Dr. Inderpreet Kaur1 , Mohd. Naved Qureshi2, Anas Iqubal3, Hasan Adeeb4 1Professor,2,3,4Final Year Student, Department of Computer Science and Engineering, Dr. A. P. J. Abdul Kalam Technical University. Lucknow, INDIA
Abstract: Twitter sentiment analysis has gained significant attention in recent years due to the vast amount of data generated on social media platforms and the potential applications of sentiment analysis in various domains. This paper presents an overview of Twitter sentiment analysis, including its applications, challenges, and state-of-the-art techniques. We discuss the various methods and algorithms used for sentiment analysis and highlight their advantages and limitations.

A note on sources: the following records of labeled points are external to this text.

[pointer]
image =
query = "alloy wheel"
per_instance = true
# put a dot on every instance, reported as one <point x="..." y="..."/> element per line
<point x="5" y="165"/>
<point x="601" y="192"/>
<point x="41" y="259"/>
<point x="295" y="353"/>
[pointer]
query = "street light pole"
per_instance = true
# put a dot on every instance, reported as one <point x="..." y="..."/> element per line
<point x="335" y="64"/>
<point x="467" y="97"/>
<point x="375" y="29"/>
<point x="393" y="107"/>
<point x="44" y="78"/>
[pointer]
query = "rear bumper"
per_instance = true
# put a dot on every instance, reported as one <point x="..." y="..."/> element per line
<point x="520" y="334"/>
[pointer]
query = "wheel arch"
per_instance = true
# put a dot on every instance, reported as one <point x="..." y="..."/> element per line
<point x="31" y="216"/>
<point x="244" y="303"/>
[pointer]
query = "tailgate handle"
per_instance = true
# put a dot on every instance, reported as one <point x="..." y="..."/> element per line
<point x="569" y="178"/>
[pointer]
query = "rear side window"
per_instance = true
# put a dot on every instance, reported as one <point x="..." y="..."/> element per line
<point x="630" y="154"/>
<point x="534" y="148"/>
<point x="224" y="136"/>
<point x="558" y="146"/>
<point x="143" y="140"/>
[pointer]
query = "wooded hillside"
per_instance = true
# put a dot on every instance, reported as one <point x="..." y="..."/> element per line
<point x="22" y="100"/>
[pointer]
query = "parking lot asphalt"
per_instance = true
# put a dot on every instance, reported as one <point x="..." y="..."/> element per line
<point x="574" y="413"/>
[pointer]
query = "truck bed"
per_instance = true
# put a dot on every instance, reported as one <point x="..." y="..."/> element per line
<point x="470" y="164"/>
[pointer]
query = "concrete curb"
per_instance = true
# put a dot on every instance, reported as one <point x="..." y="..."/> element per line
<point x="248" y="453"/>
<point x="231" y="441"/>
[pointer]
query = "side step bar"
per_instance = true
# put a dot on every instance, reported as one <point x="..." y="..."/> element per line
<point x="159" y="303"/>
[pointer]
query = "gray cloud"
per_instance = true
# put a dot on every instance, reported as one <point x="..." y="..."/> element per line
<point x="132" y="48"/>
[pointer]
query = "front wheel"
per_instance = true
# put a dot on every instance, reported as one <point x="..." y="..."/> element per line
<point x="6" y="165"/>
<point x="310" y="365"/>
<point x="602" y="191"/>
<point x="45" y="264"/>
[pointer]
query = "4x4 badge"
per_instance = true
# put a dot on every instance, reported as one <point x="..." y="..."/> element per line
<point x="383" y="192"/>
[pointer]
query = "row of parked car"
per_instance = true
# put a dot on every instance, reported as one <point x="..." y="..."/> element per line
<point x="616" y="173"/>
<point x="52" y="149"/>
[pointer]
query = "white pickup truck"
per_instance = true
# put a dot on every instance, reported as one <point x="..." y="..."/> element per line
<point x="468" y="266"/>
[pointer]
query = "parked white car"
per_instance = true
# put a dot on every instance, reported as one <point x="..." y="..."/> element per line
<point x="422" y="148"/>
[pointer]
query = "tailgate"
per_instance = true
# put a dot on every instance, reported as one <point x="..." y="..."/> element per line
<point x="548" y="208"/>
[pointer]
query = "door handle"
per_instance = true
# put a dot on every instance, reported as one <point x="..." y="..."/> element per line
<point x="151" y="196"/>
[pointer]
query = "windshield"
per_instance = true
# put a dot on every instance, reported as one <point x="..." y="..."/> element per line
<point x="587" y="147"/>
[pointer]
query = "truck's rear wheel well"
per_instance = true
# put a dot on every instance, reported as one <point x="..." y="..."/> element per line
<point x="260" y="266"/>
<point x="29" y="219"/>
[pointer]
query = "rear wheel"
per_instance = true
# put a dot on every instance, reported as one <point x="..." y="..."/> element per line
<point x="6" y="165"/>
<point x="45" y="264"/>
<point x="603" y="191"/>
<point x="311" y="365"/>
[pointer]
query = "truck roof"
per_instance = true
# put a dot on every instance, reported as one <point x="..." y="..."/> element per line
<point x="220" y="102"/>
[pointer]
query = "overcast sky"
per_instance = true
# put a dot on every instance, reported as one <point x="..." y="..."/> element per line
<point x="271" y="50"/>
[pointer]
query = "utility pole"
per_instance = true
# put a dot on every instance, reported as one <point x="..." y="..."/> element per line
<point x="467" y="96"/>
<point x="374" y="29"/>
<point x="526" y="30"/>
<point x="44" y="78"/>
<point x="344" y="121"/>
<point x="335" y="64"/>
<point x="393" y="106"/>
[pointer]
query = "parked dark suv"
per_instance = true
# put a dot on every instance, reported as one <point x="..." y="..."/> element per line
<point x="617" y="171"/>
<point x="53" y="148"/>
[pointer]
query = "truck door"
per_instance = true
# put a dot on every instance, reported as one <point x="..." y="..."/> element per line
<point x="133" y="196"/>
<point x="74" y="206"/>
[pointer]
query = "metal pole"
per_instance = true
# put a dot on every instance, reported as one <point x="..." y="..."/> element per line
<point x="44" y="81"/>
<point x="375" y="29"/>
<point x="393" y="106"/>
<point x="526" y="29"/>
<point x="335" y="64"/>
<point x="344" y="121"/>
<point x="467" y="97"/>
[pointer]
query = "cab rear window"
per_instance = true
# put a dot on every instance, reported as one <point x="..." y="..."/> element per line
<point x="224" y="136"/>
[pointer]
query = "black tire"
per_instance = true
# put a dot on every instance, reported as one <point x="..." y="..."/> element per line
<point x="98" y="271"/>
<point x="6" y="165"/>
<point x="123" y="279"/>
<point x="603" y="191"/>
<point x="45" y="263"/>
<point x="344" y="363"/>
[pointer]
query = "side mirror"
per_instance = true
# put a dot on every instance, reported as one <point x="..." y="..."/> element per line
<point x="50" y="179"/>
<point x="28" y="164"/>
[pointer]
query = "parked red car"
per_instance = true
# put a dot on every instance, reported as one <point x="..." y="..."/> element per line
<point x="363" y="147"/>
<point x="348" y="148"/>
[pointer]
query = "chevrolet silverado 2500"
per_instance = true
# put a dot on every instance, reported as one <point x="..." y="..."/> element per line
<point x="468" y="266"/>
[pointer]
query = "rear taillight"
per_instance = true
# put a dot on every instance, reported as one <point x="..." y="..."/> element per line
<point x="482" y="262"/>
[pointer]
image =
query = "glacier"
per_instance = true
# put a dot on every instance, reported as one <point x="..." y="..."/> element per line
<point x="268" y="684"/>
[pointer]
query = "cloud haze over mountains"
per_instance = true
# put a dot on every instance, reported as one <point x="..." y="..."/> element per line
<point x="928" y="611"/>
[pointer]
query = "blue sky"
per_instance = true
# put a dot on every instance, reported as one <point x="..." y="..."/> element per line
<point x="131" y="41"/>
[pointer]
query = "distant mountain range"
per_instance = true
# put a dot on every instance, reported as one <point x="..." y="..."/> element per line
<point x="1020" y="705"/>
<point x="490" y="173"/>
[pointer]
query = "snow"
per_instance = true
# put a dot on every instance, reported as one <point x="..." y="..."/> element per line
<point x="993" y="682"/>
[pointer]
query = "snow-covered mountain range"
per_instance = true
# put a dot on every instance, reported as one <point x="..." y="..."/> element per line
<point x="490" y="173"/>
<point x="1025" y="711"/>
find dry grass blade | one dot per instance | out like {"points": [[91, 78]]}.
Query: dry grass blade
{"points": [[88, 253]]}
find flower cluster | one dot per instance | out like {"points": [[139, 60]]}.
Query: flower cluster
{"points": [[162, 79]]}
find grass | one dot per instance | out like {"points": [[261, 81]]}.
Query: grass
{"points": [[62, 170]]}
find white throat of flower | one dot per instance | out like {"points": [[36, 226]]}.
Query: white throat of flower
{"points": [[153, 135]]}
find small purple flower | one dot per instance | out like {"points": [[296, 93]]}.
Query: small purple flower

We also examine the ethical considerations associated with sentiment analysis and the need for responsible and transparent use of this technique. Through a comprehensive analysis of the existing literature, we explore the potential of Twitter sentiment analysis for understanding public opinion and its implications for various domains, including marketing, politics, and social sciences. Finally, we present a case study to demonstrate the application of sentiment analysis in the context of real-world data. Our analysis shows that Twitter sentiment analysis has significant potential for understanding public opinion, tracking trends, and providing valuable insights into various domains. However, it also highlights the need for careful consideration of ethical concerns and the importance of responsible and transparent use of this technique.
Keywords: sentiment, analysis, twitter, linear regression, word-cloud, confusion matrix, SVM model.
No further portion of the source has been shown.